Eisenstadt, Shmuel Noah. Modernization: Protest and Change. Pretince-Hall Inc, 1966.

Yet some writers treat modernity as more or less equivalent to economic development. Under this meaning, rising economic output offers a possible metric of modernisation in and of itself. Levy, for example, provides a definition that seem based off productivity:

A society will be considered more or less modernised to the extent that its members use inanimate sources of power and/or use tools to multiply the effects of their efforts.

Levy, Marion Joseph. Modernization and the Structure of Societies: A Setting for International Affairs, Jr, Princeton University Press, 1966.

Alternatively, if modernity equates high economic productivity, then modernisation could be considered the process of making that possible. Rostow's definition thus defines modernisation as achieving the preconditions for such an "economic take-off":

Modernisation theory is epitomised in Rostow's (1960) influential model of 'stages of economic growth'. These described how 'traditional' societies (with 'primitive' technologies and spiritual attitudes to nature), 'develop' to 'pre-conditions for economic take off' (like that experienced in seventeenth and eighteenth-century Western Europe). 'Take off' follows, where new industries and entrepreneurial classes emerge.

Pepper, David. Modern Environmentalism: An Introduction. Psychology Press, 1996.

Another view is that modernisation is a relative concept. That is, the idea of Meiji Japan modernising only exists because she was surpassed by the West and wanted to eliminate the gap. In this view, modernity is not about the economy per se, but rather about adopting the necessary institutions to keep up from now on.
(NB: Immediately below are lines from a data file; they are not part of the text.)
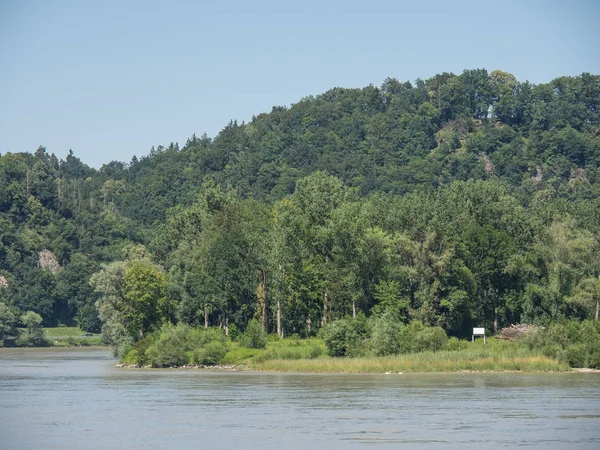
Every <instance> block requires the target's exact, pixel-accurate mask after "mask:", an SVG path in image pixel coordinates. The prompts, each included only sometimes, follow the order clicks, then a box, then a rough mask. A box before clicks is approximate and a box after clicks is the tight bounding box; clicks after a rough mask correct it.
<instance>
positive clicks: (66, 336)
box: [43, 327, 103, 347]
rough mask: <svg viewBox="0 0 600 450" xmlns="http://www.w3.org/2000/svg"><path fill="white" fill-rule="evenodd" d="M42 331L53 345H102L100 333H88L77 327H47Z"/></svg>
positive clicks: (49, 341)
mask: <svg viewBox="0 0 600 450" xmlns="http://www.w3.org/2000/svg"><path fill="white" fill-rule="evenodd" d="M43 331H44V334H45V336H46V338H47V339H48V341H49V342H50V344H51V345H53V346H55V347H70V346H92V345H103V343H102V336H101V335H100V334H97V333H88V332H87V331H83V330H82V329H81V328H79V327H48V328H43Z"/></svg>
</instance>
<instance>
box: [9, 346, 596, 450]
mask: <svg viewBox="0 0 600 450" xmlns="http://www.w3.org/2000/svg"><path fill="white" fill-rule="evenodd" d="M114 363H115V361H114V360H113V359H112V358H111V357H110V354H109V352H108V351H107V350H104V349H43V350H40V349H31V350H18V349H0V449H37V448H43V449H87V448H106V449H112V448H128V449H137V448H207V449H208V448H210V449H219V448H224V449H229V448H237V449H300V448H303V449H305V448H308V449H322V448H324V449H328V448H334V449H335V448H359V447H360V448H371V447H381V446H384V447H390V448H432V447H433V448H456V449H469V448H477V449H480V448H491V447H493V448H500V447H504V448H514V447H529V448H557V449H563V448H569V449H571V448H585V449H600V375H598V374H591V373H568V374H520V373H496V374H479V373H460V374H402V375H400V374H391V375H386V374H375V375H373V374H370V375H344V374H325V375H323V374H279V373H255V372H215V371H212V370H178V369H172V370H153V369H118V368H115V367H114Z"/></svg>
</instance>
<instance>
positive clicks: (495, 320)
mask: <svg viewBox="0 0 600 450" xmlns="http://www.w3.org/2000/svg"><path fill="white" fill-rule="evenodd" d="M599 108H600V76H597V75H590V74H582V75H580V76H577V77H561V78H557V79H555V80H553V81H552V82H550V83H548V84H539V85H533V84H531V83H529V82H520V81H518V80H516V79H515V77H514V76H512V75H511V74H508V73H505V72H501V71H493V72H491V73H488V72H487V71H486V70H466V71H464V72H463V73H462V74H461V75H454V74H449V73H443V74H440V75H436V76H434V77H432V78H430V79H427V80H425V81H423V80H417V81H416V82H414V83H410V82H400V81H398V80H396V79H391V78H390V79H386V80H385V81H384V83H383V84H382V86H381V87H375V86H367V87H365V88H363V89H344V88H334V89H331V90H329V91H327V92H325V93H324V94H321V95H318V96H316V97H308V98H304V99H302V100H300V101H299V102H298V103H296V104H294V105H292V106H291V107H274V108H273V110H272V111H271V112H270V113H264V114H259V115H257V116H256V117H254V118H253V119H252V121H250V122H249V123H247V124H244V123H242V124H238V123H236V122H231V123H230V124H228V125H227V126H226V127H225V128H224V129H223V130H222V131H221V132H220V133H219V134H218V135H217V136H216V137H215V138H214V139H210V138H208V137H206V136H203V137H200V138H198V137H196V136H193V137H192V138H190V139H189V140H188V142H187V143H185V145H184V146H183V147H181V148H180V147H179V146H178V145H177V144H171V145H169V146H168V147H162V146H159V147H157V148H154V149H152V151H151V152H150V154H149V155H147V156H143V157H140V158H134V159H133V160H132V161H131V162H129V163H123V162H111V163H108V164H106V165H104V166H103V167H102V168H101V169H100V170H94V169H90V168H89V167H87V166H86V165H84V164H82V163H81V161H80V160H79V159H78V158H77V157H75V156H74V155H73V154H70V155H69V156H67V158H66V160H64V161H62V160H58V159H57V158H56V157H55V156H54V155H49V154H48V153H47V152H46V151H45V149H44V148H42V147H40V148H39V149H38V150H37V151H36V152H35V153H34V154H28V153H18V154H14V153H7V154H4V155H1V156H0V302H2V303H5V304H7V305H8V306H9V307H10V308H12V311H13V313H14V314H13V315H15V314H18V313H19V312H20V311H25V310H33V311H36V312H38V313H40V314H41V315H42V317H43V318H44V321H45V323H46V324H57V323H72V322H73V321H78V322H79V324H80V325H81V326H82V327H84V328H87V329H94V328H97V327H98V326H99V322H98V317H97V307H96V302H97V300H98V299H99V298H100V296H101V294H102V295H104V296H106V295H107V294H106V292H107V291H106V289H107V287H106V285H105V284H103V283H102V282H100V281H99V280H100V279H101V277H100V276H98V277H96V282H95V284H94V287H95V289H96V291H94V288H93V287H92V285H90V283H89V280H90V277H91V276H92V275H93V274H94V273H99V274H100V275H102V276H108V275H109V273H108V272H107V270H116V269H115V267H117V266H115V264H121V266H119V267H121V269H122V270H121V269H120V270H121V272H119V273H121V274H122V276H123V279H122V281H123V283H124V284H123V286H121V288H122V290H121V291H119V292H121V293H120V294H119V295H122V298H121V303H120V305H121V306H118V305H117V303H115V305H117V306H115V305H113V306H114V307H115V308H117V309H118V308H125V307H124V306H123V305H126V304H127V302H128V299H131V298H133V297H132V296H134V294H135V296H137V297H136V298H145V299H153V300H148V301H151V302H154V303H156V304H160V305H161V306H160V308H158V307H157V308H158V309H157V310H156V311H154V310H153V311H154V312H153V313H152V315H151V316H152V318H150V317H149V316H148V317H146V316H144V320H143V321H142V322H143V325H141V323H140V322H135V323H136V325H135V326H136V327H138V328H140V327H142V328H144V327H145V328H146V329H152V328H153V327H156V326H158V325H157V324H159V323H161V322H163V321H165V320H170V321H174V322H177V321H182V322H187V323H191V324H197V323H204V321H206V322H207V323H210V324H218V323H221V324H222V323H227V324H231V325H235V326H236V327H238V328H241V329H243V328H245V326H246V324H247V323H248V320H249V319H250V318H252V317H255V316H256V317H259V318H260V319H261V320H262V321H263V323H264V324H265V326H266V327H267V328H268V329H269V330H270V331H272V330H275V329H276V328H282V329H285V330H287V331H288V332H290V333H311V332H314V331H315V330H316V329H318V327H319V324H322V323H326V322H327V321H328V320H329V321H331V320H334V319H336V318H339V317H343V316H344V315H346V314H353V313H354V314H357V313H360V312H361V311H362V312H363V313H364V314H366V315H370V314H376V313H381V312H382V311H387V310H390V311H394V314H396V315H397V316H398V317H399V319H400V320H404V321H408V320H412V319H419V320H421V321H423V322H426V323H429V324H433V325H441V326H443V327H444V328H445V329H446V330H447V331H448V332H450V333H452V334H455V335H464V334H466V330H468V327H470V326H472V325H473V324H484V325H485V326H488V327H489V328H490V329H491V328H495V327H497V326H499V325H503V324H507V323H514V322H518V321H529V322H544V321H548V320H556V319H560V318H564V317H571V318H584V317H586V316H590V315H593V314H594V310H595V303H596V301H597V299H598V296H599V295H600V294H598V292H600V284H599V283H600V282H599V281H598V275H599V272H598V271H599V267H598V261H599V258H598V250H599V249H598V238H599V236H600V200H599V198H600V170H599V167H600V113H599ZM141 245H144V246H145V248H144V247H142V246H141ZM113 261H120V262H119V263H114V264H112V265H110V266H108V268H105V269H102V270H101V268H102V267H103V266H102V265H101V264H106V263H111V262H113ZM111 273H112V272H111ZM149 274H154V275H153V276H155V277H154V278H152V277H150V278H152V279H153V280H154V282H155V283H156V285H154V287H153V289H154V290H153V291H152V294H149V293H148V292H146V291H145V290H144V289H143V285H144V283H143V282H142V281H140V280H142V279H145V280H148V279H149V278H148V276H150V275H149ZM113 275H114V273H113ZM142 275H144V276H142ZM115 276H116V275H115ZM127 276H129V277H131V279H129V281H128V279H127ZM136 276H138V277H141V278H136ZM144 277H146V278H144ZM135 280H137V282H134V281H135ZM128 289H130V292H129V291H128ZM128 292H129V293H128ZM113 294H114V293H113ZM113 294H111V295H113ZM114 295H116V294H114ZM159 300H160V301H159ZM100 305H102V302H100ZM107 308H108V307H107ZM101 309H102V308H101ZM108 309H110V308H108ZM123 311H125V309H122V310H121V312H122V315H123V317H125V316H128V314H125V312H123ZM277 313H279V314H277ZM104 314H105V317H109V315H107V314H109V313H108V312H106V311H105V313H104ZM111 317H112V316H111ZM277 317H280V319H279V321H278V320H277ZM138 319H139V317H138ZM115 320H116V319H115ZM124 320H125V319H124ZM127 320H129V319H127ZM139 320H141V319H139ZM0 322H1V320H0ZM277 322H279V323H278V324H277ZM0 325H1V324H0ZM121 325H123V327H124V328H125V329H129V328H128V327H132V326H133V325H131V324H129V325H128V324H121ZM1 331H2V330H1V329H0V332H1ZM138 331H141V329H140V330H138Z"/></svg>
Black's definition is in this vein, tying modernity to the ability to partake in the scientific revolution:

the process by which historically evolved institutions are adapted to the rapidly changing functions that reflect the unprecedented increase in man's knowledge, permitting control over his environment, that accompanied the scientific revolution.

Black, Cyril Edwin. The Dynamics of Modernization: A Study in Comparative History. New York: Harper & Row, 1966.
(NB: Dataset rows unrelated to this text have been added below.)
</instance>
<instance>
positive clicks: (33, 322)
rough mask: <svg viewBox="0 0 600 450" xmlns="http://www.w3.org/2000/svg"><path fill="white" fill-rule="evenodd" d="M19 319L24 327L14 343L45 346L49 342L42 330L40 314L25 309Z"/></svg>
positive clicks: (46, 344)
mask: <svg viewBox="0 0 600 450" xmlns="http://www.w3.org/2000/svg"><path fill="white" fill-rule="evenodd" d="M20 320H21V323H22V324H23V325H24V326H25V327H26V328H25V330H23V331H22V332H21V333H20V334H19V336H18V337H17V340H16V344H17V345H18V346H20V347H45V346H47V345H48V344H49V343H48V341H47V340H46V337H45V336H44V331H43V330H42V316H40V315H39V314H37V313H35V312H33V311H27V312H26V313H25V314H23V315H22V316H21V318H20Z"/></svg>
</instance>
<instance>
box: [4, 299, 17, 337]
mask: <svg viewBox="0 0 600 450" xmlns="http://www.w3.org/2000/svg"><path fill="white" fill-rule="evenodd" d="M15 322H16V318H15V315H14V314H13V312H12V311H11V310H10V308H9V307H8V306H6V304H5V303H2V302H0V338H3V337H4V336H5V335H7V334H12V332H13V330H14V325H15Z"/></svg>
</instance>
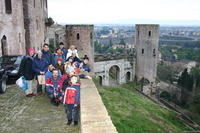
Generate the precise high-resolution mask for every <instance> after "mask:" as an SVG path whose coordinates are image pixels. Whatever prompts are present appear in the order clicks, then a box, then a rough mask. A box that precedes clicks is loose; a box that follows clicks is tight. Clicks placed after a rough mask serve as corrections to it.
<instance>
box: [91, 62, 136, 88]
mask: <svg viewBox="0 0 200 133" xmlns="http://www.w3.org/2000/svg"><path fill="white" fill-rule="evenodd" d="M132 64H133V65H131V63H130V62H129V61H128V60H127V59H119V60H110V61H99V62H95V63H94V72H95V75H96V76H100V77H101V78H102V85H106V86H109V85H110V83H109V81H110V80H109V78H110V77H109V70H110V68H111V67H112V66H117V67H118V68H119V79H118V81H119V84H122V83H126V74H127V72H130V81H133V79H134V77H135V64H134V62H133V63H132Z"/></svg>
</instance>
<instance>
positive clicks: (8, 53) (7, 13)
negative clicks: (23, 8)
mask: <svg viewBox="0 0 200 133" xmlns="http://www.w3.org/2000/svg"><path fill="white" fill-rule="evenodd" d="M18 54H25V30H24V17H23V3H22V0H0V55H18Z"/></svg>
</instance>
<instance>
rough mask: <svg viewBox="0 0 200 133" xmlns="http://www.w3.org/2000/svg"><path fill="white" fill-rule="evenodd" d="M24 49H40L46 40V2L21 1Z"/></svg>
mask: <svg viewBox="0 0 200 133" xmlns="http://www.w3.org/2000/svg"><path fill="white" fill-rule="evenodd" d="M23 9H24V28H25V30H26V32H25V39H26V40H25V41H26V49H28V48H35V49H36V50H39V49H41V47H42V45H43V44H44V42H45V39H46V32H47V28H46V25H45V22H46V20H47V18H48V3H47V0H23Z"/></svg>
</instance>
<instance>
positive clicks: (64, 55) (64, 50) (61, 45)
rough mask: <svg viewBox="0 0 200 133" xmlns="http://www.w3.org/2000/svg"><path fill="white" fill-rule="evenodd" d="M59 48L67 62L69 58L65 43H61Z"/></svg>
mask: <svg viewBox="0 0 200 133" xmlns="http://www.w3.org/2000/svg"><path fill="white" fill-rule="evenodd" d="M59 48H60V49H61V51H62V52H63V55H64V62H65V61H66V60H67V59H66V57H67V49H66V48H65V47H64V43H63V42H60V43H59Z"/></svg>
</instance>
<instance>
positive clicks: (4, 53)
mask: <svg viewBox="0 0 200 133" xmlns="http://www.w3.org/2000/svg"><path fill="white" fill-rule="evenodd" d="M1 53H2V55H7V37H6V35H3V37H2V38H1Z"/></svg>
Still other writers have adopted a less concrete view of what it means to be modern. Rather than a fixed pattern of development such as that modeled after the Western experience, they argue modernity takes on many forms, and is better characterised by a set of features. Shmuel Eisenstadt argues, for instance, that modernity is about an ongoing process of transformation:

the best way to understand the contemporary world - indeed to explain the history of modernity - is to see it as a story of continual constitution and reconstitution of a multiplicity of cultural programs and cultural patterns of modernity.

Eisenstadt, Shmuel N. "Some observations on multiple modernities." Reflections on Multiple Modernities: European, Chinese and other Interpretations (2002): 27-41.

Writers like Arnason takes this one step further and describes modernity in libertarian terms:

The idea that the significance placed on human agency ultimately defines modernity is shared by others. Johann Arnason has described modernity as an 'unprecedented affirmation of human autonomy'.

Ichijo, Atsuko, ed. Europe, nations and Modernity. Springer, 2011.

In other words, in this view, modernisation is about creating the environment, such as a free and open political system, that would allow a society to continuously adapt and transform itself.